By using RCA method, it was possible to obtain more than 200ng of template DNA for most samples starting from as little as 7ng. In Figure 4 a batch of 21 samples is reported showing the average performance with an average template amplification factor of 51x, ranging from 21X to 75X.

For each sample replicate about 100M reads (50M paired-end fragments) were generated.

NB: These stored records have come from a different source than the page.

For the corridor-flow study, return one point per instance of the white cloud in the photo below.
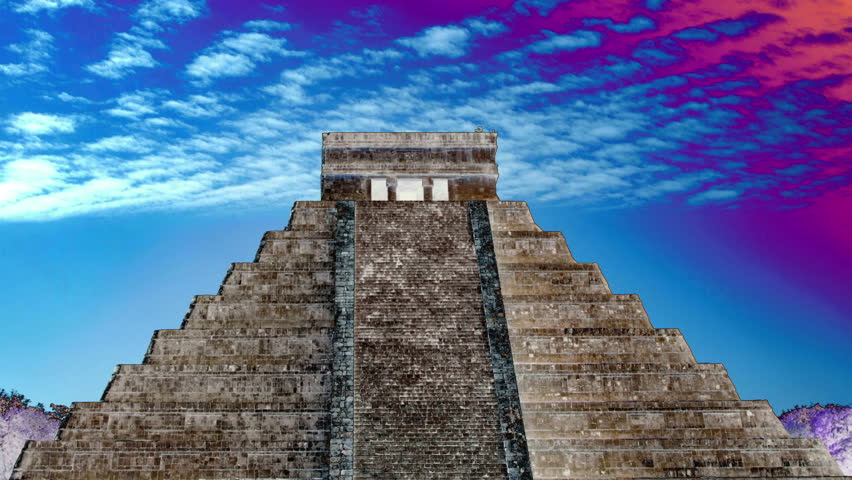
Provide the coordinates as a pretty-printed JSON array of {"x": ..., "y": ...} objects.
[
  {"x": 136, "y": 104},
  {"x": 449, "y": 41},
  {"x": 129, "y": 51},
  {"x": 122, "y": 60},
  {"x": 67, "y": 97},
  {"x": 714, "y": 194},
  {"x": 680, "y": 183},
  {"x": 288, "y": 92},
  {"x": 120, "y": 143},
  {"x": 198, "y": 106},
  {"x": 267, "y": 25},
  {"x": 35, "y": 6},
  {"x": 215, "y": 65},
  {"x": 488, "y": 28},
  {"x": 237, "y": 56},
  {"x": 33, "y": 54},
  {"x": 573, "y": 41},
  {"x": 153, "y": 13},
  {"x": 28, "y": 176},
  {"x": 39, "y": 124}
]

The base composition plot reported in Figure 5 and 6 show ha the final library is built. In short, the R1 read starts with sequencing of 12bp of UMI, followed by a fixed sequence containing two (CC | TT) strand-specific bases. After the fixed adapter the genome template sequence, attached via ligation is present. In R2 read, wich is generated form the side were the locus-specific primers enrich for the desired targets the base composition is given by a 20bp linker sequence followed by the multiplex primer sequence. It possible to notice that hover a small fraction of fragments are non-canonical, possibly generated by the interaction of the many primers with a UMI sequence that given its random sequence can provide stochastic annealing sites. For this reason, a thorough series of clean-up steps was necessary to limit this phenomenon at most by removing all free adapters and primers at each step of the process.

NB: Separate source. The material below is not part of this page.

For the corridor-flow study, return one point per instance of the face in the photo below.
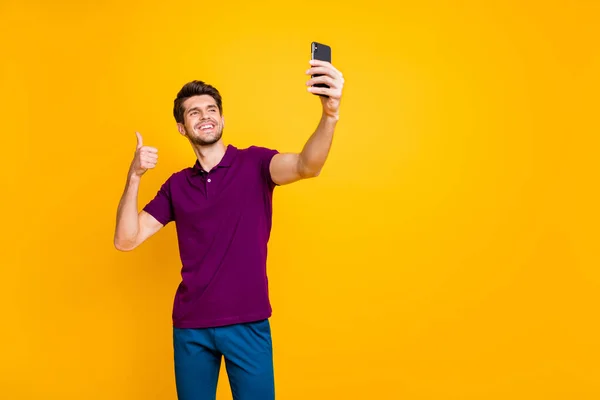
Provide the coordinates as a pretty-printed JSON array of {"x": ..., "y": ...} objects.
[{"x": 203, "y": 123}]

The construction of duplex data is a loss-intensive analysis since only sequences capturing both UMI originating from the same DNA molecule can build a consensus duplex sequence. A high coverage of duplex sequences comes with trade-off. A high amount of input DNA generates a lower likelihood to find sister sequences in the pool; a low amount of input DNA, therefore less templates molecules, makes easier to find sister molecules once sequenced at the cost of lower library complexity and hence a final deduplicated coverage (i.e. inefficient usage of raw coverage). In other words, to capture all sister sequences a library must be sequenced upon its complexity is totally exhausted, meaning that the >99% of the data is duplicated readout. In our optimization process we obtain the best results with an input DNA of 200-400ng. With a panel of about 150 loci and 50M fragments sequenced, the protocol provided an average raw-to-duplex ratio of 6.5 ± 1.8%. To simplify, a raw amplicon coverage of 10000x on a given locus leads to a duplex coverage of 650x. An ideal duplex coverage would be 1000X to allow statistically rely on 10 duplex reads for the detection of a mutation present at 1% in the template DNA.

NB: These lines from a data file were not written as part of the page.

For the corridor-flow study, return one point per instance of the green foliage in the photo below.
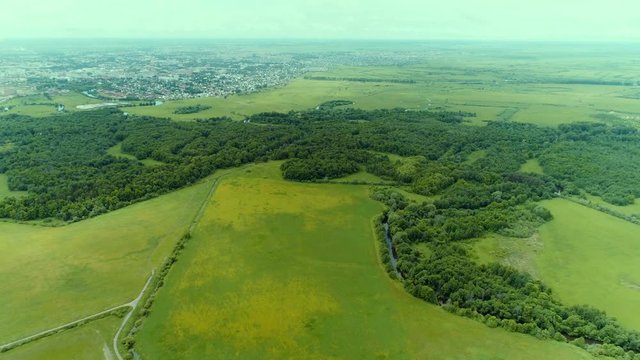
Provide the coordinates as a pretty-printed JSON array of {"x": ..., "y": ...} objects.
[{"x": 492, "y": 293}]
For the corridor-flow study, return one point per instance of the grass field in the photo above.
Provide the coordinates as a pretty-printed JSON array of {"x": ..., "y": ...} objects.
[
  {"x": 91, "y": 341},
  {"x": 280, "y": 270},
  {"x": 542, "y": 104},
  {"x": 40, "y": 106},
  {"x": 51, "y": 276},
  {"x": 633, "y": 209},
  {"x": 591, "y": 257},
  {"x": 584, "y": 255},
  {"x": 361, "y": 177}
]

In this development we successfully developed an assay capable of detecting a panel of 150 actionable point mutations at 1% in the specimen, starting from 5-10ng of cfDNA from blood and requiring about 100M NGS sequencing reads. The size of the panel has shown to be flexible by simply including new primers in the pools.

The key benefits of this assay are:

Not bound to any reagent vendor, technology or patent.
Only requires access to a benchtop sequencer; being targeted it does not require generation of full deep genome coverage.
Sensitivity is down to 1% allelic fraction.